Trip to Manhattan - Introduction

Note: Images were lost in a previous blog transfer.

I spent the week in Manhattan last week teaching .NET 2.0, C#, and Visual Studio .NET 2005 to some brilliant Java developers.  It was an awesome week, and they were a great team.  While I was there, circumstances actually required that I spend a significant amount of time customizing the experience for the client, but it was well worth it.  In the end, they were happy with the course and I went home knowing that I transferred knowledge that they could use to succeed with their first .NET project.  However, that meant that I didn’t have nearly as much time to explore the city as I had originally planned.

I did manage to take a few pictures, and I’ll post them up a few at a time.

The first image is a picture of the small room that we used all week.  We actually had five people crammed into this room and five laptop computers on the table.  I ended up turning the projector to the right of where it is in the picture so that it projected on the wall behind me to avoid the glare.

The second picture is of the street behind the hotel at the Southeastern tip of the SOHO neighborhood (between SOHO, Little Italy, and Chinatown).

The third picture is of the tip of a fire hydrant.  Not really sure why I took it, but it seemed the right thing to do at the moment.

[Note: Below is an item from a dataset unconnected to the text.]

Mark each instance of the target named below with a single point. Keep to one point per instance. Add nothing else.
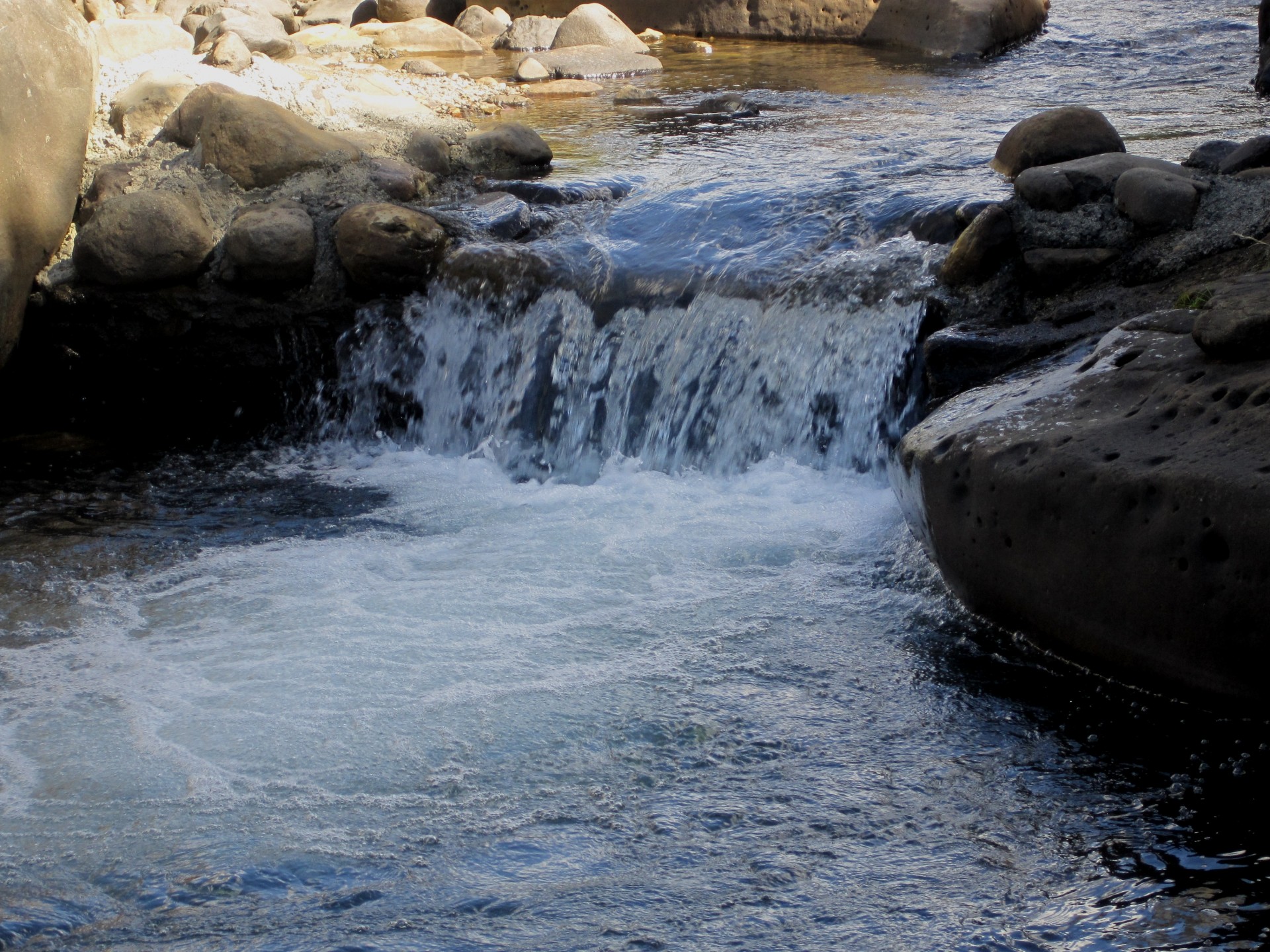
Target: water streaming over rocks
(581, 629)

In general, I really enjoyed the trip.  Everything that I knew about New York I learned from the movies and TV, which I knew was silliness.  The town was great and the people were really friendly.  Sure, they mostly kept to themselves, but no one ever bumped into anyone else, everyone was able to walk along the crowded sidewalk and avoid negative interaction.  When a person did pass too close, I always heard a muffled apology or a quick “excuse me”.  They seemed to be “awake”.  There were conversations within conversations and their speech was quick and to the point.

In New York, garlic bread has garlic on it and the worst bagel you can buy is superior to the best bagel I’ve had in Atlanta.

What scares me is that everyone I met had the same source of information about what the Southern United States is like…everything they know about the South comes from TV and the movies.  They asked me if I ate fried chicken and grits every day.

I hope that I helped them understand that real Atlanta is like TV Atlanta in the same way that real Manhattan is like TV Manhattan.  It really isn’t the “dirty South” that some have made it out to be.  Nor is it the “land of Dixie” (you have to drive a few minutes outside of the city to see that).  It’s an international city full of every kind of person you can think of.  I will admit that our rats are smaller, but I’m sure we win the mosquito contest.